Research Design And Methods: We defined circulating metabolomic signatures of insulin action/secretion in 446 IAs, including glucose disposal rate during low-dose insulin clamp (Mlow) and endogenous glucose production (EGP) during insulin infusion (suppression of hepatic glucose production). We then determined associations of these metabolic scores with glucose tolerance (in a separate set of ∼700 IAs) and diabetes/metabolic risk in ∼2,000 individuals (from Coronary Artery Risk Development in Young Adults [CARDIA] study). We used tissue-specific gene-metabolite mapping to pinpoint genetic pathways of type 2 diabetes (T2D) implicated by metabolomic signatures.
Results: In young IAs (mean age 29 years; mean BMI 34.9 kg/m2) without diabetes, phenotype-metabolome associations across multiple insulin action phenotypes were linked to mechanisms of fatty acid and amino acid metabolism and inflammation (among others).
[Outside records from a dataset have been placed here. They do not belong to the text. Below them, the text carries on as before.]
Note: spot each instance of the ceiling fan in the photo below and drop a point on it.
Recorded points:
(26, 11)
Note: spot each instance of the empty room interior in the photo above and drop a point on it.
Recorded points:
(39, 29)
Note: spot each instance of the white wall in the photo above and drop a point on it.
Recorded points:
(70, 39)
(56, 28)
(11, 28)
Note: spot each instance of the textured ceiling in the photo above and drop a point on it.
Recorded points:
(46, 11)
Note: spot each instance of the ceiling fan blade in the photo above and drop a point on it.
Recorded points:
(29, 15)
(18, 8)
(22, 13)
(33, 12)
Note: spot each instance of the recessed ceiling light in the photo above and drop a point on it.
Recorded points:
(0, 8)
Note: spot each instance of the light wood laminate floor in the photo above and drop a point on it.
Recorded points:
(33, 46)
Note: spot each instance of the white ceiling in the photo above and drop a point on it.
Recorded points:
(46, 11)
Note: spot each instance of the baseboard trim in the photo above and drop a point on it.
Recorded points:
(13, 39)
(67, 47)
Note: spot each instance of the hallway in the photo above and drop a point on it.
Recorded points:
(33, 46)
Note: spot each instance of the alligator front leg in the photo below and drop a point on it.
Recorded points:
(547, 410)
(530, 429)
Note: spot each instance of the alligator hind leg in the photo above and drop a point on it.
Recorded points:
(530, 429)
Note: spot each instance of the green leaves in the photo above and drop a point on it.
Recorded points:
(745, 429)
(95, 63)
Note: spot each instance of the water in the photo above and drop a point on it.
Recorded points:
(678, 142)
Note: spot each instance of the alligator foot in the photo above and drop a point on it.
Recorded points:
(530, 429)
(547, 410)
Metabolite-based scores of insulin action were strongly related to incident diabetes in our discovery IA population (Mlow; 49 metabolites; standardized hazard ratio [HR] 0.49; 95% CI 0.35-0.69; P < 0.0001) and also associated with measures of insulin resistance in a distinct IA population (|ρ| ∼0.3-0.5 correlation) and in the CARDIA group (median age 33 years). At ∼20 years of follow-up in CARDIA, we observed a strong BMI- and glucose-independent association of the metabolite profile of Mlow (HR 0.65; 95% CI 0.56-0.74; P < 0.0001) and EGP suppression (HR 0.66; 95% CI 0.57-0.76; P < 0.0001) with incident diabetes, directionally opposed to BMI and glucose. Genes implicated by the metabolomic signatures were strongly linked to T2D.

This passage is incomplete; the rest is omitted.